The "real-world" of veterinary medicine is often one of listening to the clues your client gives you, looking, listening, feeling, and smelling for the ones your patient gives you, and then the tricky scenario of recommending diagnostics, summarizing the costs of the items involved in your plan, and the statistics for recovery.
It's a sort of dance, a courtship in a way. The pet that needs help, the advice of the specialist, and the willingness of the client. The complexities of the process dictated by the findings, the answers, and the resources.
This is the tale of Cali. A barn cat. (Argh, how I hate that label. Like, they are some subclass of feline). Cali was accompanied by a young sweet girl. Seems Cali had been in a few months ago for a wound to the right side of her face. It was along her neck and under the base of her ear. Her family had tried to treat the wound at home for a few weeks before she was brought to us the first time. After trying ointments of varying sorts she remained itching the wound and it remained open.

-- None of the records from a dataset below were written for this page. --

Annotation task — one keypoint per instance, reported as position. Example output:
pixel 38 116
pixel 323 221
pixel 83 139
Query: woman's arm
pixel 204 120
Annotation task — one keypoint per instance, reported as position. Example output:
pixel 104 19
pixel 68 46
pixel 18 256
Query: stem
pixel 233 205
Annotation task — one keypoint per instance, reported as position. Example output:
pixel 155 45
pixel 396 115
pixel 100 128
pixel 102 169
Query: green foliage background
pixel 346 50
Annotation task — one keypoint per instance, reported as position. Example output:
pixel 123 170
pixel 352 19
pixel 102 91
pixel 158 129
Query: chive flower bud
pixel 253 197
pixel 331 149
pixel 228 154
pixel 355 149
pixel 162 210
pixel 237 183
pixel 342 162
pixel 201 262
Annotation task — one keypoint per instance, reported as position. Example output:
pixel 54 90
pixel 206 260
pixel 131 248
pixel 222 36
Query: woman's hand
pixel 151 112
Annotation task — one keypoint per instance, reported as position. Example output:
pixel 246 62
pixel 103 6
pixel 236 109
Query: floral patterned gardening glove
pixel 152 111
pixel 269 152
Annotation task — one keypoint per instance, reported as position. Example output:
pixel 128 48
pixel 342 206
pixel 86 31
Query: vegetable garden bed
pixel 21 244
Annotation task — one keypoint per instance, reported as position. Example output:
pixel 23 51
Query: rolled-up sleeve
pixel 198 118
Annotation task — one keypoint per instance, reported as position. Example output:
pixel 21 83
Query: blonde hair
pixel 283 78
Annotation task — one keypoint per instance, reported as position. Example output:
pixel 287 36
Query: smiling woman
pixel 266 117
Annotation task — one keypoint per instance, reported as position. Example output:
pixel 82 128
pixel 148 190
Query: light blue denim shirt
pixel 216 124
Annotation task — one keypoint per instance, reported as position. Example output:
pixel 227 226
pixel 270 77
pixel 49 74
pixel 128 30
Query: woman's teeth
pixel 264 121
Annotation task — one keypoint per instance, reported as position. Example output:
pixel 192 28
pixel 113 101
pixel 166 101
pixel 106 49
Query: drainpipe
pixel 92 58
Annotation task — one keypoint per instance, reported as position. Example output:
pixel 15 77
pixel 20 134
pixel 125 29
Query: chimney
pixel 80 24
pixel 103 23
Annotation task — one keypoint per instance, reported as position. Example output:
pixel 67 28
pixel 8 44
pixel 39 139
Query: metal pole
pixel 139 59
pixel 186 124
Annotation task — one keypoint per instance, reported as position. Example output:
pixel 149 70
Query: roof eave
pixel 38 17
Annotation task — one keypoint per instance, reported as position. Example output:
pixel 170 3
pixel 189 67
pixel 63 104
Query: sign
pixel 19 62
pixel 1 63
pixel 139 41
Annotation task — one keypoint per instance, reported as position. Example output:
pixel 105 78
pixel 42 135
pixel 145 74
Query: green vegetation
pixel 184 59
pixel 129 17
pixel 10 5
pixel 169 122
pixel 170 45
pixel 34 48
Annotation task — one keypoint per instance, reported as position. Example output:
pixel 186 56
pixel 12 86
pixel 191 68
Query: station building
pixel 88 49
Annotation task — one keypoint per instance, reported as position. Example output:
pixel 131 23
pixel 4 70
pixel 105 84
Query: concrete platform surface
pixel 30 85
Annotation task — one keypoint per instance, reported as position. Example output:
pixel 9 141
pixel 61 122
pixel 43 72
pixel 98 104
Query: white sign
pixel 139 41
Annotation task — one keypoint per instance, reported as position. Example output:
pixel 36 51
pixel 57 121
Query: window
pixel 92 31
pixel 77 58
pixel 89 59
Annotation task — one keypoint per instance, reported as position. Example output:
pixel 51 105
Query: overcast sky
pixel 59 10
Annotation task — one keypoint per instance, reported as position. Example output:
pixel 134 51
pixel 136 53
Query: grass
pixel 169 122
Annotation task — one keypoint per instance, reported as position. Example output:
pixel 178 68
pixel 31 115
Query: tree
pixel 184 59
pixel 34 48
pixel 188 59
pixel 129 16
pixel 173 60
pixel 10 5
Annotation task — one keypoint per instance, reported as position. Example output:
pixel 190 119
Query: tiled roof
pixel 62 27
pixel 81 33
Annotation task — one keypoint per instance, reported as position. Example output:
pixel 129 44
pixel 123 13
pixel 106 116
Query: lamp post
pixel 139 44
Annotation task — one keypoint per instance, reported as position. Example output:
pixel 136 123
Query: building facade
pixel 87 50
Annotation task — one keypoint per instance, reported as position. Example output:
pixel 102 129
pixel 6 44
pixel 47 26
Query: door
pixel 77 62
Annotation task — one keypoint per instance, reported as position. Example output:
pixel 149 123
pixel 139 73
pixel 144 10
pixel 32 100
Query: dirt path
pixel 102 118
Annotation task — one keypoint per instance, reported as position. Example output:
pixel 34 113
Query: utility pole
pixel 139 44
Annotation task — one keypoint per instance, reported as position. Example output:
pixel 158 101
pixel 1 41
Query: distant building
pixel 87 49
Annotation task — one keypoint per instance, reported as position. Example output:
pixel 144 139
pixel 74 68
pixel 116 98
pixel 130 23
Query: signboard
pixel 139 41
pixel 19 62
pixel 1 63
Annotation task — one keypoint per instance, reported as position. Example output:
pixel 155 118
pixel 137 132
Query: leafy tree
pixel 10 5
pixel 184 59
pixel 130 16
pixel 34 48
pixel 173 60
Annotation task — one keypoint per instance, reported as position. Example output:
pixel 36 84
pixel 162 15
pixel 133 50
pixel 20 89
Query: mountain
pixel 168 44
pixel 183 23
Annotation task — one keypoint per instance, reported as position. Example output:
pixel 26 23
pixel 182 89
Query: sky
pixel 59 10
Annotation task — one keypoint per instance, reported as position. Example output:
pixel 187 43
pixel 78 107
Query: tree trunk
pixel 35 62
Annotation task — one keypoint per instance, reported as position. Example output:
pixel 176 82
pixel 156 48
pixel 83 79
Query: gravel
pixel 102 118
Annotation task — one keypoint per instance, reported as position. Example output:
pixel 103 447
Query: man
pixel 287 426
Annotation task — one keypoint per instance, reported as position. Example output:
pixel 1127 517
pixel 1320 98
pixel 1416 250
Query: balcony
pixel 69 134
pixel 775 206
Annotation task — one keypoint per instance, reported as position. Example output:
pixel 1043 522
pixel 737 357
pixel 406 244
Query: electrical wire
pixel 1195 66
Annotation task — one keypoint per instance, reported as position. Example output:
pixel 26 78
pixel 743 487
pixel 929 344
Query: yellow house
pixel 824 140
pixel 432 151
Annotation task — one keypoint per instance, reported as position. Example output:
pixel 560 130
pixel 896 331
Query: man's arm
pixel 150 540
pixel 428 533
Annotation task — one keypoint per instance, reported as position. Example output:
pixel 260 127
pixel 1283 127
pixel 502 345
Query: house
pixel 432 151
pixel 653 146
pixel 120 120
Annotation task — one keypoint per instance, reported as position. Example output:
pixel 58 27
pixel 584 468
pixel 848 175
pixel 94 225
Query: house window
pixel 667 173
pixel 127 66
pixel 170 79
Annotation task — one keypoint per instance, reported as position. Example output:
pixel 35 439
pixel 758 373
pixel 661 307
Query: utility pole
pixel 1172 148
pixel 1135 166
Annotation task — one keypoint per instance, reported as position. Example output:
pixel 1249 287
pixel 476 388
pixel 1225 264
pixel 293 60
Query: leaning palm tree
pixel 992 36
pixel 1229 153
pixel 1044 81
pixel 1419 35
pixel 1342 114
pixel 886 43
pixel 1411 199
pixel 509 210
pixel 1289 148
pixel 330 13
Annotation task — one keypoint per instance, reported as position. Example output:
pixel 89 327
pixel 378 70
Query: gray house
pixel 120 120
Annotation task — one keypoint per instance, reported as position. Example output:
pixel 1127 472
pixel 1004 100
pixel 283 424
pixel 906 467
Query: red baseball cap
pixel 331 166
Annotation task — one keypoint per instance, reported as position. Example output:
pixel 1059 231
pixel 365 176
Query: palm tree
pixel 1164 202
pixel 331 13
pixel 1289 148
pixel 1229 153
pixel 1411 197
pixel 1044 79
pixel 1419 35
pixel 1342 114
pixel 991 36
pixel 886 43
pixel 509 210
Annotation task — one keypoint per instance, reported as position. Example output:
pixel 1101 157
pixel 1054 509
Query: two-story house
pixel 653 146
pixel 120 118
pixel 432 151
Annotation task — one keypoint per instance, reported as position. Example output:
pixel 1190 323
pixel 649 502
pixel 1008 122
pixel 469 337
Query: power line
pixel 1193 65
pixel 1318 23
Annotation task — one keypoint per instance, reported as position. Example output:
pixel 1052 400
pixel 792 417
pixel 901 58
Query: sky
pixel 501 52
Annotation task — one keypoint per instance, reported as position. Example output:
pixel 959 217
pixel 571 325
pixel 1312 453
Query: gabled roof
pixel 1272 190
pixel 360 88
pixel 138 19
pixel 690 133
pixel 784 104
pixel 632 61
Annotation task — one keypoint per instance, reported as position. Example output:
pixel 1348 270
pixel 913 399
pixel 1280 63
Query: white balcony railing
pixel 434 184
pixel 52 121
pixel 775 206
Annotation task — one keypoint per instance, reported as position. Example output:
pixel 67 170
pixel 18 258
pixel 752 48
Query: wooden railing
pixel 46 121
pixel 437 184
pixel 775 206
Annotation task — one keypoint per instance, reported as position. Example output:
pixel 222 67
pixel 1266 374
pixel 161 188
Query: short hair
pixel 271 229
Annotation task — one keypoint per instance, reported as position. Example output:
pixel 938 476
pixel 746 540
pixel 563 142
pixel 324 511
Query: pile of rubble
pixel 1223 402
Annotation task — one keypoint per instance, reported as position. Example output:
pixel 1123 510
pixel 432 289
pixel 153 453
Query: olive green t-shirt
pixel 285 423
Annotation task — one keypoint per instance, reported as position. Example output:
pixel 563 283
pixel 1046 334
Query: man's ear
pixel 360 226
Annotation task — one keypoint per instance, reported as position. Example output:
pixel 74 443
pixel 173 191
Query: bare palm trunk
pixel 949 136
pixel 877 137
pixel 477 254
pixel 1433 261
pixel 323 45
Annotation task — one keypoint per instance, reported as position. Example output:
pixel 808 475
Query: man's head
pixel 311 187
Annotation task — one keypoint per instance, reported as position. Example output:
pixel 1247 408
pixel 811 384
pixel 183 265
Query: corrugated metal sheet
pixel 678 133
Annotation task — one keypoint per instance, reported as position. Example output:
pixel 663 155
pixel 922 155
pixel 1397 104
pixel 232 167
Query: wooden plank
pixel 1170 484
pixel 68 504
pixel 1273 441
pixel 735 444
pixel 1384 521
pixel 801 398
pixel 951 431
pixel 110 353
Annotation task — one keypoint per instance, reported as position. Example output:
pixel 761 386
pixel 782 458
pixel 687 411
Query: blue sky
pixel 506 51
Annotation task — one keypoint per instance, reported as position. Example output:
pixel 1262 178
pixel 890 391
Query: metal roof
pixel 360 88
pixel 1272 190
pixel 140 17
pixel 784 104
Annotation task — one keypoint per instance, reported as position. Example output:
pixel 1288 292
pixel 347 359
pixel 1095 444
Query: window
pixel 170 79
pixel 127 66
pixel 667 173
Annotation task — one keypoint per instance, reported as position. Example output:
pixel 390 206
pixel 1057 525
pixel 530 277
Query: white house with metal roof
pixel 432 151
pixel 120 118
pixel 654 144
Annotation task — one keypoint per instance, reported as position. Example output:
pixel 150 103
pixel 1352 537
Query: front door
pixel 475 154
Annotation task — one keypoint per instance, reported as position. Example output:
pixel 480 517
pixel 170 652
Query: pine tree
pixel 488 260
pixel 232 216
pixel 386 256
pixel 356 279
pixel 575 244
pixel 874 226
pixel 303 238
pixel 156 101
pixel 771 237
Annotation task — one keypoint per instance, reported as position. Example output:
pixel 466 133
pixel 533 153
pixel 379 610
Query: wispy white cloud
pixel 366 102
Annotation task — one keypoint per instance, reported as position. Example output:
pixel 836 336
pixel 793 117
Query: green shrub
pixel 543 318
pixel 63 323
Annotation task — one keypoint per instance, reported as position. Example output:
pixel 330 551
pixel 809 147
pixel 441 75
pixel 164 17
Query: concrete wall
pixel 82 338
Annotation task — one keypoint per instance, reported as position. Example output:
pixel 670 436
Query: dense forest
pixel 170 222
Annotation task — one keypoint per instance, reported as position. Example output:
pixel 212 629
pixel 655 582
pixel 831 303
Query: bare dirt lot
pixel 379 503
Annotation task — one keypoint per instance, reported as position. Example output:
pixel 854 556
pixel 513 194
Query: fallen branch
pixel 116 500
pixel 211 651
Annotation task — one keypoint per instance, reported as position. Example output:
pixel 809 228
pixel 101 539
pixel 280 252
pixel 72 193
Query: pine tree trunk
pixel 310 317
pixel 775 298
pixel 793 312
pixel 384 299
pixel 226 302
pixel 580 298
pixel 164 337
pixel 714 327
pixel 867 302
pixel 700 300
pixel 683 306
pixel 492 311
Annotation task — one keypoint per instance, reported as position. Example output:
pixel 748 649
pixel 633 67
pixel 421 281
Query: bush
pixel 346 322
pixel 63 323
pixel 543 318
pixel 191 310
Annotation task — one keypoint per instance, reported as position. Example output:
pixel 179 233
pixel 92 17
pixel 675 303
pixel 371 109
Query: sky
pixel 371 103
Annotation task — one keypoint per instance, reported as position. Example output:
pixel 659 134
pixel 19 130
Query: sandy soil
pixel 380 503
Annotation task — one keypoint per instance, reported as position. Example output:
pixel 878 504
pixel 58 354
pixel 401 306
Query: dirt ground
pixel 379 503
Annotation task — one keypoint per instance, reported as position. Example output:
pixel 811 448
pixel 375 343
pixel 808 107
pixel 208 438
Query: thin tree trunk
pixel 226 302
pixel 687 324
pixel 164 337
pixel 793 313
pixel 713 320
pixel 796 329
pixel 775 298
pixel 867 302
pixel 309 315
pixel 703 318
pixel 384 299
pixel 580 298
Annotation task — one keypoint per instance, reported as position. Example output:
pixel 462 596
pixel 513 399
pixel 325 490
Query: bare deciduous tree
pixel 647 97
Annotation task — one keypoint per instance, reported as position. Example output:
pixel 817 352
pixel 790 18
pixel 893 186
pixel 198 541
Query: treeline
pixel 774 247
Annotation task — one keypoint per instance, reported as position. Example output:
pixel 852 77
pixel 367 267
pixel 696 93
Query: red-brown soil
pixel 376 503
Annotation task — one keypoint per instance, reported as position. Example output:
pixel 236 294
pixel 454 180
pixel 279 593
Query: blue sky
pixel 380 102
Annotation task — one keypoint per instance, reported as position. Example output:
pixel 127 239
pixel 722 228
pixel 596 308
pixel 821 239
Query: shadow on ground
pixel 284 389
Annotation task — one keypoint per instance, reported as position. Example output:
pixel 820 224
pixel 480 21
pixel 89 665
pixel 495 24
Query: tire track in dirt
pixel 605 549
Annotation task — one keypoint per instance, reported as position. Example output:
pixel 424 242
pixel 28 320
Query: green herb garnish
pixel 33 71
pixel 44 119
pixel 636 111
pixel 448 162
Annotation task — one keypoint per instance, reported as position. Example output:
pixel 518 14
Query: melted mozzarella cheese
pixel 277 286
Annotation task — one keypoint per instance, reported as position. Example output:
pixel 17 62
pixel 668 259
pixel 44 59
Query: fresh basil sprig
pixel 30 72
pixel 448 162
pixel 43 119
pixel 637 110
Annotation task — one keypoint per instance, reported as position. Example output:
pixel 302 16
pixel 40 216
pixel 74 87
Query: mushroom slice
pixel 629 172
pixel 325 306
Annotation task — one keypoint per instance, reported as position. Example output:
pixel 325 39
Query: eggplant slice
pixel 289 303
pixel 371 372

A few weeks back Cali was brought in by the young girls mom. She had been insistent on not spending much time or money on figuring out the root cause of the wound, she just wanted it fixed. Cali was on a budget, a tight budget.
Cali was scheduled the next day for a wound debridement and drain placement. The plan was to freshen (our veterinary terminology for livening up the stagnant tissue to try to coerce it to start healing like it is supposed to). A chronic wound sometimes has a residual nidus (a sort of thorn that won't let the wound close). Often a non-healing wound has a source of infection that precludes the body from healing normally. For these wounds we often recommend and exploratory surgery to look for the source, freshen the tissue, place a drain to allow a flushing agent, or good old air, to motivate final resolution to the wound.
With that plan went four weeks. The drain had been removed one week post op, and things were looking like they were officially, and finally, on the mend.
Then Cali came to see me with the daughter. Cali is a three year old outdoor cat. She is sweet, gentle, purrs at a glance and loves any tiny bit of attention she can get.
Cali had returned with the same wound and the same budget. Second times around are a whole lot harder to resolve. Our first guesses and first chances of getting a cure are usually the best case scenario's and the cheapest options. The more times we swing at the bat the less likely we are to get it done "quick and easy."
Cali's wound looked just like it had from the time her family started treating it. A fleshy subcutaneous wound without any hair surrounding it.
I suspected that the source of her wound was her chronic itching at her ear. I hoped that I was right..I was on a very tight budget, a family that was getting a little frustrated by the clinic, a cat with any already exhausted slim chance.
After a topical flea preventative, (that treats intestinal worms and ear mites), an injectable antibiotic, a thirty day steroid shot to stop the itch.
I also gave that bearer of her parents barn cat a small promise. I won't give up on you or your kitty. If I don't get this right this time we will get it right the next time, or the next time, until we get it right together.
That's what being a vet is about.
Ear mites are tiny ectoparasites (live on the outside of the body) that live in the ears of a host. The hosts are usually young cats and kittens. They can occur in many other species like dogs and rabbits but seem to be the biggest problem in cats.
Cats with ear mites have dirty black debris in the ears (I think it looks like very fine coffee grounds). They also scratch, sometimes to the point of causing wounds to the sides of their face. The mites are transmitted to other pets that they are in close contact with. The scientific name for ear mites is Otodectes cynotis in dogs and cats, and Psoroptes cuniculi in rabbits. For a definitive diagnosis your veterinarian can take a sample of the ear debris and examine it under the microscope.
Luckily, there are many treatment options available. Some are more expensive and very convenient, (like a one time topical), others are very inexpensive but need to be done daily for three weeks.